The symptoms daytime sleepiness, difficulty concentrating, often awake at night, and lack of energy were used by all patients. The symptom daytime sleepiness varied the most (5.6 [SD 3.7]). This was followed by often awake at night (3.6 [SD 4.6]) and lack of energy (3.4 [SD 2.4]). The levels of severity of lifelike dreams, sleep paralysis, and feelings of anxiety or panic were changed the least (0.5 [SD 1.2], 0.4 [SD 1.0], and 0.3 [SD 0.7], respectively).

User Experience Questionnaire

Perspicuity was rated very high (mean 2.1 [SD 0.3]), whereas novelty of the approach received the lowest rating (mean 0.3 [SD 0.8]). Pragmatic quality had a mean score of 1.4, followed by attractiveness with a score of 1.0 and hedonic quality with a score of 0.5.

Interviews

A total of 7 interviews took place after which inclusion stopped because of saturation of information. The average interview time was 36 min, varying between 15 min and 66 min. During the interviews, we identified 3 major themes: (1) reasons to use, (2) usability, and (3) features. Table 3 shows illustrative examples of patients’ quotes matching these themes.

Table 3.

Examples of quotes matching the themes.

Theme and subtheme Quote
Reasons to use

Personal value for patients “Especially when one does not know what influences his or her complaints, the app could be a useful way to speed that process up.” (patient 7415)

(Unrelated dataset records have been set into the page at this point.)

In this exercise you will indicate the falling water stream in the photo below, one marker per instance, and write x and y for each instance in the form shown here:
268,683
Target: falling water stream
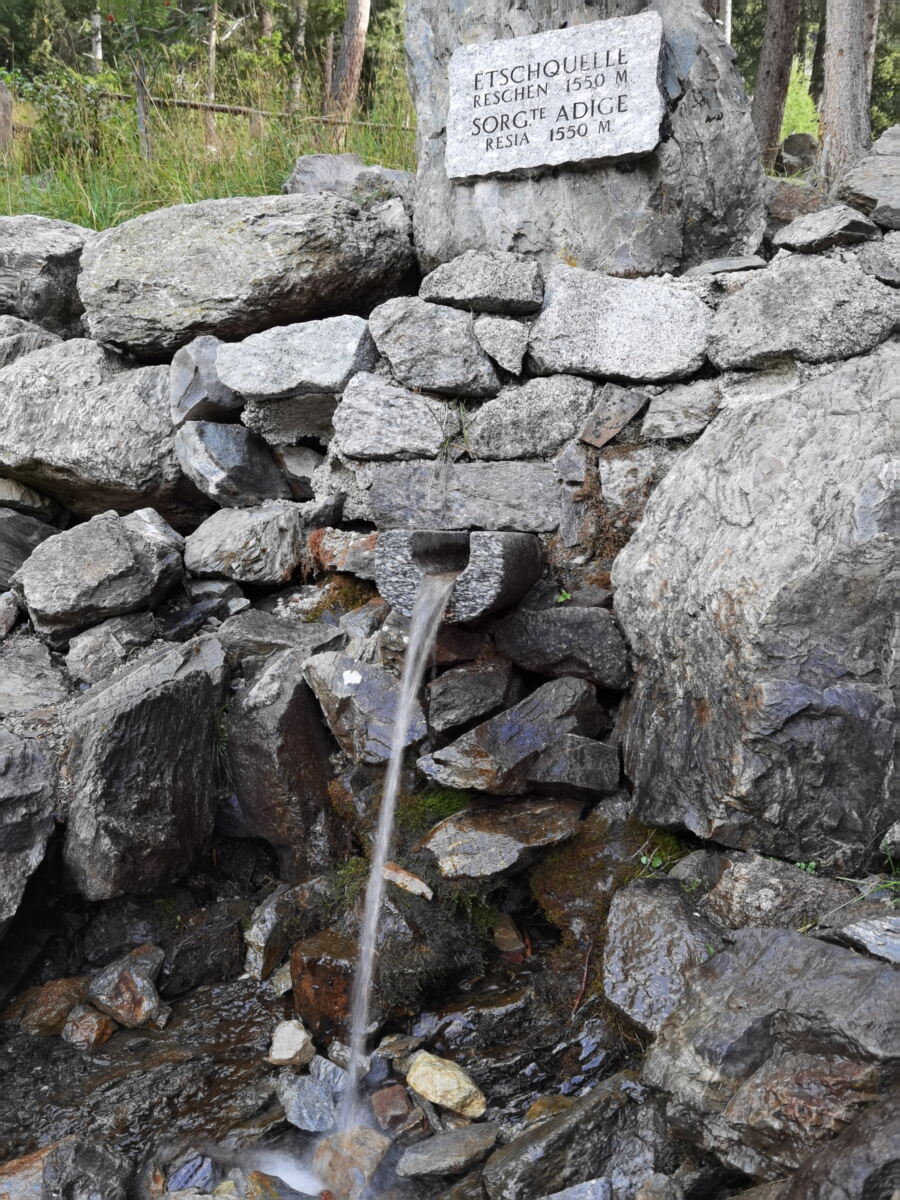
430,604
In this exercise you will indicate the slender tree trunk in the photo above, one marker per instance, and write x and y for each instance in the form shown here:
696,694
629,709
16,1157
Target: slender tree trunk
210,118
774,73
871,13
345,85
846,132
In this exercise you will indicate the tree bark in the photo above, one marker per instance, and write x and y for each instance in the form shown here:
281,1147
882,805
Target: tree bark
345,85
774,73
846,131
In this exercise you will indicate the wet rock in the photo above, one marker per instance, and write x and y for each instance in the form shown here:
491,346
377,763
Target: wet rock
47,1012
307,1102
18,538
234,267
347,1162
504,340
581,768
682,411
653,937
486,281
635,329
115,841
97,652
777,1042
444,1084
253,545
78,1169
816,232
322,970
529,420
468,693
279,756
126,989
376,419
432,348
617,1131
228,463
485,843
107,567
39,268
449,1153
520,496
801,751
497,756
28,785
565,641
87,1029
804,307
360,703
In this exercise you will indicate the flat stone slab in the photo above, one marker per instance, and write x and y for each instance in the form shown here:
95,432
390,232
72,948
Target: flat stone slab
569,95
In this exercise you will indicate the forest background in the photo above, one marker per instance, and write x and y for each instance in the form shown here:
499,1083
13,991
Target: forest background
97,118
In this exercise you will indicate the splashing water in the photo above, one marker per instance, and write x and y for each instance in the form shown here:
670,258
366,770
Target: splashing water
430,604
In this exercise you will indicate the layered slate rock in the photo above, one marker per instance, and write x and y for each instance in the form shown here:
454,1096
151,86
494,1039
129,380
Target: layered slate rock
28,779
78,424
699,195
803,307
377,419
766,574
105,568
532,420
306,359
139,815
39,267
432,348
634,329
255,545
234,267
775,1044
486,281
360,703
279,751
229,465
487,843
496,756
565,641
517,496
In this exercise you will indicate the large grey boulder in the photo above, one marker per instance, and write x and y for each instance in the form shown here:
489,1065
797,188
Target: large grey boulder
697,196
635,329
432,348
39,267
754,599
229,465
78,424
252,545
27,809
777,1042
377,419
233,267
107,567
529,420
141,763
803,307
277,750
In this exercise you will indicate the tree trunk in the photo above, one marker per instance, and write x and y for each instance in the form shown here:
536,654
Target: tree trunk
345,85
846,132
210,118
871,13
774,73
298,52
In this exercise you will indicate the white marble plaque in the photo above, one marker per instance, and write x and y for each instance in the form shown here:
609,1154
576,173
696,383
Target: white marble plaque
569,95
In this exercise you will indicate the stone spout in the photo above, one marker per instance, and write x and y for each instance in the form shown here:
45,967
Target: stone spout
496,569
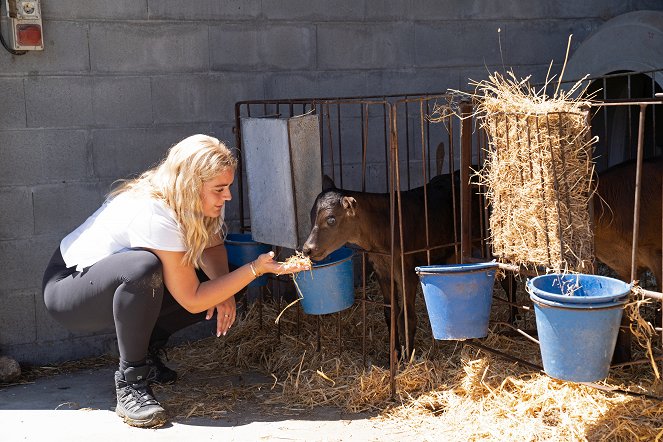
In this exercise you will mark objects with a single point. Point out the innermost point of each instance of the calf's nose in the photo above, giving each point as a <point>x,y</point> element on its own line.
<point>306,249</point>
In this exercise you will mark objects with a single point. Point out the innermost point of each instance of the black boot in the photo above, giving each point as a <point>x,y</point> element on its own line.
<point>159,373</point>
<point>135,401</point>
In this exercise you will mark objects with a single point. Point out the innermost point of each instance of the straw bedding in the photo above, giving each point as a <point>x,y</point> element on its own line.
<point>449,390</point>
<point>455,391</point>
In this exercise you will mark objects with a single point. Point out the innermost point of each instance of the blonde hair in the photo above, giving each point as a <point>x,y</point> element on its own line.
<point>178,181</point>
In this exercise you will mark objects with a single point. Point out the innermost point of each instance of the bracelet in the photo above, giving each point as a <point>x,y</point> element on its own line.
<point>253,270</point>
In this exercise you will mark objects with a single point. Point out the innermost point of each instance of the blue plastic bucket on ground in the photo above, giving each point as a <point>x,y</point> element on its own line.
<point>458,298</point>
<point>577,319</point>
<point>329,286</point>
<point>242,249</point>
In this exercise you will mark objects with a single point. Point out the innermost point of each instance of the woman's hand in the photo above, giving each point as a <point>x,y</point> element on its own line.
<point>225,317</point>
<point>265,264</point>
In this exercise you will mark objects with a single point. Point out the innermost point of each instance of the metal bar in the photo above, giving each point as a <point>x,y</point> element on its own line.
<point>240,181</point>
<point>363,308</point>
<point>425,179</point>
<point>636,200</point>
<point>474,343</point>
<point>465,193</point>
<point>401,243</point>
<point>392,213</point>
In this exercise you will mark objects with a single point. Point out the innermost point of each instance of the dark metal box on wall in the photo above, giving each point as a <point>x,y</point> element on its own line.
<point>283,170</point>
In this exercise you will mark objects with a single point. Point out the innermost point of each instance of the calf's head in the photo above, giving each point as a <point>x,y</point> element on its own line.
<point>333,217</point>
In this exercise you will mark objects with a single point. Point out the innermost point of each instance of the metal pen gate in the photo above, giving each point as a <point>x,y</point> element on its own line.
<point>389,144</point>
<point>383,144</point>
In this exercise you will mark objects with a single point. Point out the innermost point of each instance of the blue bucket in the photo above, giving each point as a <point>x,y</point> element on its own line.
<point>242,249</point>
<point>458,298</point>
<point>577,319</point>
<point>329,286</point>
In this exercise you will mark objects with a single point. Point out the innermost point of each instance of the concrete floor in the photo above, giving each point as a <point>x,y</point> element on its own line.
<point>80,407</point>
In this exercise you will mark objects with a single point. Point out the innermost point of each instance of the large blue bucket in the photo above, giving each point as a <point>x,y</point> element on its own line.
<point>577,319</point>
<point>242,249</point>
<point>329,286</point>
<point>458,298</point>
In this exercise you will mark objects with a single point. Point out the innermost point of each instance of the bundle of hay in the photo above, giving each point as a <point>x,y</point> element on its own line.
<point>538,174</point>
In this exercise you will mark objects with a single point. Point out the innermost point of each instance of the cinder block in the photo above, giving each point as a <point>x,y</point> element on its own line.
<point>315,84</point>
<point>65,51</point>
<point>17,318</point>
<point>42,156</point>
<point>288,47</point>
<point>58,101</point>
<point>224,90</point>
<point>389,10</point>
<point>149,47</point>
<point>181,98</point>
<point>411,81</point>
<point>234,47</point>
<point>12,98</point>
<point>310,10</point>
<point>58,209</point>
<point>16,220</point>
<point>204,9</point>
<point>514,10</point>
<point>549,34</point>
<point>472,44</point>
<point>95,9</point>
<point>144,147</point>
<point>366,45</point>
<point>57,351</point>
<point>122,101</point>
<point>224,132</point>
<point>25,260</point>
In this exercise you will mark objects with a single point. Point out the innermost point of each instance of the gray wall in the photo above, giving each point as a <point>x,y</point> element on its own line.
<point>121,81</point>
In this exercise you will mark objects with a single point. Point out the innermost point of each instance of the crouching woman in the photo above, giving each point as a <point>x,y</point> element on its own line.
<point>151,261</point>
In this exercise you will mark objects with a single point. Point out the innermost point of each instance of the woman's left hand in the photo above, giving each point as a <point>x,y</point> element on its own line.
<point>225,317</point>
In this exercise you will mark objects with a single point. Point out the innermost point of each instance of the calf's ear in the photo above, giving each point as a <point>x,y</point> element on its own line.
<point>349,204</point>
<point>327,183</point>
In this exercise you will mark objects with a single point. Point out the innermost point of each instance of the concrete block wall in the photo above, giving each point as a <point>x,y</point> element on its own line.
<point>121,81</point>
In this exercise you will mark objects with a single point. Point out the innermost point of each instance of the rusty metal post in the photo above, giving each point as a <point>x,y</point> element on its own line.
<point>465,192</point>
<point>393,137</point>
<point>636,200</point>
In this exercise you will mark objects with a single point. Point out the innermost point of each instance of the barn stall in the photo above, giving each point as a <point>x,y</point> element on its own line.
<point>394,140</point>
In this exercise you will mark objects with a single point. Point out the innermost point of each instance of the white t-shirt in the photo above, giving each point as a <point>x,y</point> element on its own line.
<point>127,221</point>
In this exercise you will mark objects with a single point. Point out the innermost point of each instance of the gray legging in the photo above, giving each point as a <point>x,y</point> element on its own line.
<point>124,292</point>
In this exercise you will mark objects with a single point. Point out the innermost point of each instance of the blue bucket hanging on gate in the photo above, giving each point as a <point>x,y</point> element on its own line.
<point>577,320</point>
<point>458,298</point>
<point>242,249</point>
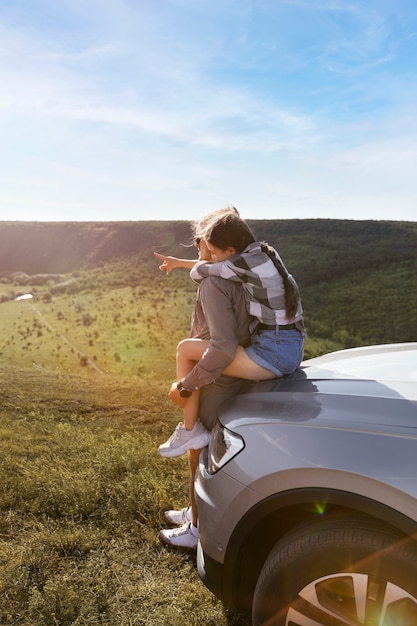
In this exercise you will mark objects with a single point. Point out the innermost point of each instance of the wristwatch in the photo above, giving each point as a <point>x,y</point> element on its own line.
<point>184,393</point>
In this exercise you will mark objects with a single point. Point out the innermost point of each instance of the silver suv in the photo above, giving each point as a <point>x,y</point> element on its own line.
<point>307,494</point>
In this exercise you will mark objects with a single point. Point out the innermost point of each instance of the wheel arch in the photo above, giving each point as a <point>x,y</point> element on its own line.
<point>267,522</point>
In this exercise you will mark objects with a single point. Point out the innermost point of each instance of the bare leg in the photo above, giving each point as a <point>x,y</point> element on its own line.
<point>193,457</point>
<point>190,351</point>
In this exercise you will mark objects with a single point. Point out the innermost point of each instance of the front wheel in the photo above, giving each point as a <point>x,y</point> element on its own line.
<point>341,573</point>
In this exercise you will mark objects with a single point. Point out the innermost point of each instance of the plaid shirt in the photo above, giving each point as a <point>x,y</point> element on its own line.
<point>264,286</point>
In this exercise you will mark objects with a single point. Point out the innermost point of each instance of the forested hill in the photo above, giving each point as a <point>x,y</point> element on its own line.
<point>357,278</point>
<point>315,250</point>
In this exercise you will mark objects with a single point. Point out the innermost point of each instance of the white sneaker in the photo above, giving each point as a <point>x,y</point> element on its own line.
<point>179,517</point>
<point>182,537</point>
<point>182,440</point>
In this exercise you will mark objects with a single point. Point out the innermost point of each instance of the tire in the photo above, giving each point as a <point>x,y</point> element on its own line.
<point>338,573</point>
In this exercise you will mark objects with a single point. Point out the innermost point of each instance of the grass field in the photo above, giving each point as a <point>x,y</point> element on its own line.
<point>82,497</point>
<point>83,387</point>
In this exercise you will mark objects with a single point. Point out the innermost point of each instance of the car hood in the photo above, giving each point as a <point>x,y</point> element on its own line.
<point>372,389</point>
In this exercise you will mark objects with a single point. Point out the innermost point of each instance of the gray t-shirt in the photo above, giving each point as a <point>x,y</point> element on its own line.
<point>220,315</point>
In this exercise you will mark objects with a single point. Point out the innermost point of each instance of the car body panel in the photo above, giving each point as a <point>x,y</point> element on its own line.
<point>343,428</point>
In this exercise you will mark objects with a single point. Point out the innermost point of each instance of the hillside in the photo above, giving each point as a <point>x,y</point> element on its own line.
<point>357,279</point>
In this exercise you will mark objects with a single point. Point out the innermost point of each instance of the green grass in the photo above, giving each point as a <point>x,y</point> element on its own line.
<point>82,497</point>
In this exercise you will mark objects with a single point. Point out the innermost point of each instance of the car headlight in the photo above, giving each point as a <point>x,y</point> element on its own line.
<point>224,445</point>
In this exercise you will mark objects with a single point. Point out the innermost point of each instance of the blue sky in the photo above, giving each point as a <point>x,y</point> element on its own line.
<point>167,109</point>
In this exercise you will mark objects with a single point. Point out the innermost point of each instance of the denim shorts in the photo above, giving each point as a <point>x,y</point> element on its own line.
<point>280,351</point>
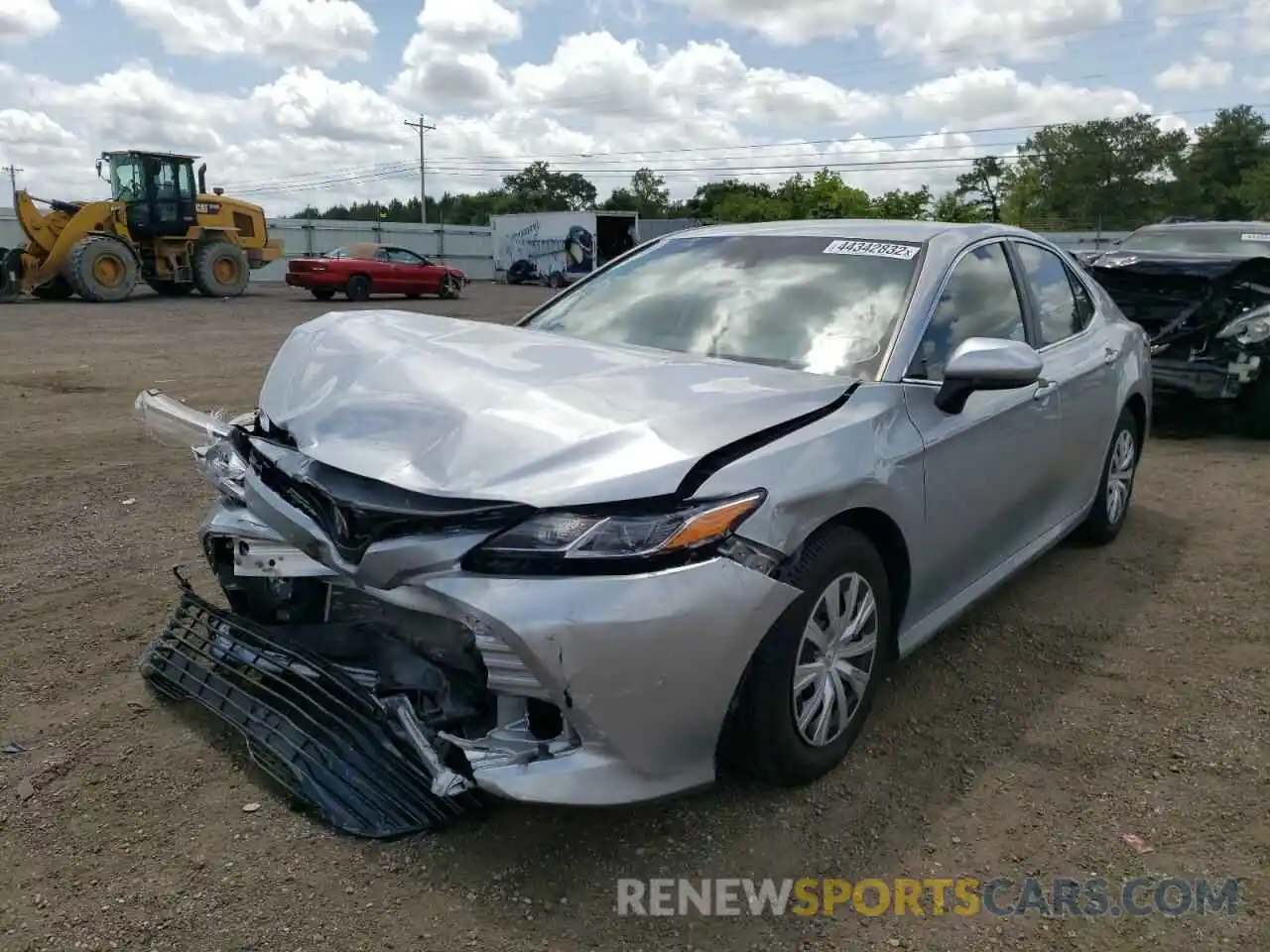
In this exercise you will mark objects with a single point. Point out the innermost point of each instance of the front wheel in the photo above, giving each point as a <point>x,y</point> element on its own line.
<point>1256,407</point>
<point>815,676</point>
<point>1115,489</point>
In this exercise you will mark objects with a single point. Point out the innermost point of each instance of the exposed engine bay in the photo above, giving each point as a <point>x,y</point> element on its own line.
<point>1207,316</point>
<point>377,716</point>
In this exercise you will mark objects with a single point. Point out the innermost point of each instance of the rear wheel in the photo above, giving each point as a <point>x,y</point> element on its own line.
<point>102,268</point>
<point>813,679</point>
<point>358,289</point>
<point>56,290</point>
<point>169,289</point>
<point>221,270</point>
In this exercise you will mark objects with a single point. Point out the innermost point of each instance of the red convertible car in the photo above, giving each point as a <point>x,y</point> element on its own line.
<point>363,270</point>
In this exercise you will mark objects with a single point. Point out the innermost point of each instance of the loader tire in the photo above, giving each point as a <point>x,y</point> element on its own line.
<point>56,290</point>
<point>221,270</point>
<point>102,268</point>
<point>10,273</point>
<point>169,289</point>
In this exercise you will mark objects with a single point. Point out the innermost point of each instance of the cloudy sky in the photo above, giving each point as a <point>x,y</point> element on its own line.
<point>304,100</point>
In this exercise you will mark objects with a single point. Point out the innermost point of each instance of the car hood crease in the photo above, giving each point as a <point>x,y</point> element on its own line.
<point>462,408</point>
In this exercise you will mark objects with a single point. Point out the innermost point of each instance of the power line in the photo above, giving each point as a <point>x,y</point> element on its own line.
<point>423,189</point>
<point>400,171</point>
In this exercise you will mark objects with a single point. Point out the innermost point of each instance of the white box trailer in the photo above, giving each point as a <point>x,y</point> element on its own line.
<point>558,248</point>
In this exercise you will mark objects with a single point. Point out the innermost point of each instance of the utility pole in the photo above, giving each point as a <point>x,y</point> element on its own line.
<point>423,195</point>
<point>13,176</point>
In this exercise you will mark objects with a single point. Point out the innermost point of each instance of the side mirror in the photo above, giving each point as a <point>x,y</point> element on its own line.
<point>985,363</point>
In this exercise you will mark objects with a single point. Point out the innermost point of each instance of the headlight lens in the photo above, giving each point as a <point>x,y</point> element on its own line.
<point>1250,329</point>
<point>223,468</point>
<point>625,536</point>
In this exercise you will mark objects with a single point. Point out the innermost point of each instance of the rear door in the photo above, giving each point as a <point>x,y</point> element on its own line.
<point>991,468</point>
<point>1080,361</point>
<point>416,276</point>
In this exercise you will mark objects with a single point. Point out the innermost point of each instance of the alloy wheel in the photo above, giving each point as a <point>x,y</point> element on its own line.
<point>1120,470</point>
<point>834,660</point>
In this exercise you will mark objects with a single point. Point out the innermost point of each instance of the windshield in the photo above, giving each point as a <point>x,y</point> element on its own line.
<point>1234,241</point>
<point>127,179</point>
<point>821,304</point>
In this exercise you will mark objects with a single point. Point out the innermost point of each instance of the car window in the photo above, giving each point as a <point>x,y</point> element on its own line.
<point>979,301</point>
<point>1058,308</point>
<point>1233,241</point>
<point>402,257</point>
<point>822,304</point>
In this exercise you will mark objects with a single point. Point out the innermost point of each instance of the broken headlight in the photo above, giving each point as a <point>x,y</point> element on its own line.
<point>222,466</point>
<point>613,536</point>
<point>1251,327</point>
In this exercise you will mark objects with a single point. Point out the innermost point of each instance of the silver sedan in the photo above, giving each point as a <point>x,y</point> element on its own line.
<point>686,511</point>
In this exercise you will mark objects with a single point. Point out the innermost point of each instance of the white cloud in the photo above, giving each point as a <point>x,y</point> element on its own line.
<point>27,19</point>
<point>289,32</point>
<point>949,31</point>
<point>998,96</point>
<point>1198,72</point>
<point>598,105</point>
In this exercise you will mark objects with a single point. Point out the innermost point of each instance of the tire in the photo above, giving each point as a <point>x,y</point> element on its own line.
<point>56,290</point>
<point>102,268</point>
<point>1255,408</point>
<point>358,289</point>
<point>169,289</point>
<point>221,270</point>
<point>765,738</point>
<point>1106,517</point>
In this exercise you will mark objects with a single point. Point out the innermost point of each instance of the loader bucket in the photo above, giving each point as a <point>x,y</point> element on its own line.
<point>10,273</point>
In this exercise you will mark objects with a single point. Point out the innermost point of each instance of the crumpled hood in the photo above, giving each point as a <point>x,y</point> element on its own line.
<point>480,411</point>
<point>1167,294</point>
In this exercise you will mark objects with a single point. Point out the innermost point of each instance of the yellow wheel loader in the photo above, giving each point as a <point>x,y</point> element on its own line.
<point>159,226</point>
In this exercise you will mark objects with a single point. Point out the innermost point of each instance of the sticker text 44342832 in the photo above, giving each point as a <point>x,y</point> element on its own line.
<point>873,249</point>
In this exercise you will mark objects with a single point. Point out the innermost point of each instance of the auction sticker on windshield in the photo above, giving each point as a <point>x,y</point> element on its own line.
<point>873,249</point>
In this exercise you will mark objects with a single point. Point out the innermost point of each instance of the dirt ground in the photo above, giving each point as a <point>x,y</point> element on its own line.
<point>1121,690</point>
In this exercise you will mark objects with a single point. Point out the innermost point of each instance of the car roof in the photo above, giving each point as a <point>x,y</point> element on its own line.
<point>362,249</point>
<point>867,229</point>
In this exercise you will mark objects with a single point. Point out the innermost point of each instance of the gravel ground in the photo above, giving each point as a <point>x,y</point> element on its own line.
<point>1121,690</point>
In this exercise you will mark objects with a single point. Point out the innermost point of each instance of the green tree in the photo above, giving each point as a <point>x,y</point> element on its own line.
<point>1103,169</point>
<point>903,204</point>
<point>952,207</point>
<point>982,185</point>
<point>1225,151</point>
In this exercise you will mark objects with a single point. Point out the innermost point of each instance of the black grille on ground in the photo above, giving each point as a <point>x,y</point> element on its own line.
<point>317,731</point>
<point>356,512</point>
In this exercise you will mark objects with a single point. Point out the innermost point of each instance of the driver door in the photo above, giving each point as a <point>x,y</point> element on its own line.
<point>991,470</point>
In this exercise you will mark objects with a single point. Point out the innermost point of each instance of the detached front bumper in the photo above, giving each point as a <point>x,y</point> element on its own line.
<point>642,669</point>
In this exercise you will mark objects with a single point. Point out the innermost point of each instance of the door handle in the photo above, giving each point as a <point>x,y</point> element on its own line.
<point>1044,389</point>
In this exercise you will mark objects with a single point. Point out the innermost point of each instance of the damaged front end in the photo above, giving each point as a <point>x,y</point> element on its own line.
<point>1207,317</point>
<point>379,716</point>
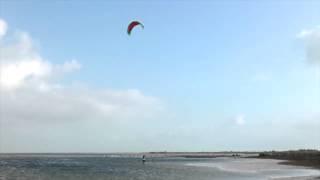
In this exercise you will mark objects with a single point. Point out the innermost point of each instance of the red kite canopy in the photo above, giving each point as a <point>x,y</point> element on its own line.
<point>132,25</point>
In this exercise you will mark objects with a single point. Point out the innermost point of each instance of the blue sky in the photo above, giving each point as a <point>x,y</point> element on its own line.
<point>233,64</point>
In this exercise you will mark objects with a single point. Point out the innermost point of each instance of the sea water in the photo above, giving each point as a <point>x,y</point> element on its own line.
<point>114,167</point>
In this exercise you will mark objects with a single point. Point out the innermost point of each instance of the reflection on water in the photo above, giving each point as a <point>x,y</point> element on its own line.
<point>119,168</point>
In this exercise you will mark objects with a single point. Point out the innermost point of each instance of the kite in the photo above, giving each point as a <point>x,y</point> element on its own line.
<point>132,25</point>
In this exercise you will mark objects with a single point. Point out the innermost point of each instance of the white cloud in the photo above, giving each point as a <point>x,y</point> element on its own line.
<point>70,66</point>
<point>311,38</point>
<point>261,77</point>
<point>3,28</point>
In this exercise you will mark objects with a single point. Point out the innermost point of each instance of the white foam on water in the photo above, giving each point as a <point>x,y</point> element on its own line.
<point>268,168</point>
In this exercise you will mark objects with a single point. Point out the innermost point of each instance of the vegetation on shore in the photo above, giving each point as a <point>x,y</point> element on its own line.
<point>310,158</point>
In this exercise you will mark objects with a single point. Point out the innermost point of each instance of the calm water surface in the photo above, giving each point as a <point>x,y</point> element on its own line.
<point>131,168</point>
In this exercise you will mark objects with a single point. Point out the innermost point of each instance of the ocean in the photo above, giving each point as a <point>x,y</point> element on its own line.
<point>115,167</point>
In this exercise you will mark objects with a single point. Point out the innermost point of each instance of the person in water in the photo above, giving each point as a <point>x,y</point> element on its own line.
<point>143,158</point>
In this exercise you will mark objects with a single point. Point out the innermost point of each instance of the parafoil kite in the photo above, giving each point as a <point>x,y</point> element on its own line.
<point>132,25</point>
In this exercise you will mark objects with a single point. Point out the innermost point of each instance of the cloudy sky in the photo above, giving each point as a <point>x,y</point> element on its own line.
<point>201,76</point>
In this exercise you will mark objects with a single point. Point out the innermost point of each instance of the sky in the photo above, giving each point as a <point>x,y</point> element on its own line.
<point>201,76</point>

Type of setting “I would be absolutely fine with using the app if my doctor would ask me to.” (patient 7376)
Usability

Ease of use “It is simple to use, but not to simple. People should be able to understand it, just shifting around with the icons and then push the send button.” (patient 7058)

Tutorial step “The first time I started using the app, it was unclear to me that I had to make changes every day. So, after putting all my symptoms in the app, I started using the comments to give my input.” (patient 7368)

Levels of subjective severity “With three categories, there is little room to vary in complaints. Because regardless whether I have a good day or a bad day, my main complaint is still ‘really a problem.’” (patient 7415)

Icons “For me, the icons were clear and appropriate” (patient 5075)

Procedure for sending information “The thing that is a bit odd to me, is that is seems like that when you do not make any changes in the ranking, you cannot send the information. If I feel the same, I should not have to make any changes and be able to send it anyway.” (patient 7058)
Features

Symptoms “I suffer from headaches, which is more a consequence of a bad night or insufficient naps. It is not mentioned in the app, probably because it is to specific and not narcolepsy related, but for me it would be a valuable addition.” (patient 6695)

Comments “I did feel the urgency to explain fluctuations in my symptoms. Not only for my own learning, but also because I think it will add value for the doctor.” (patient 7415)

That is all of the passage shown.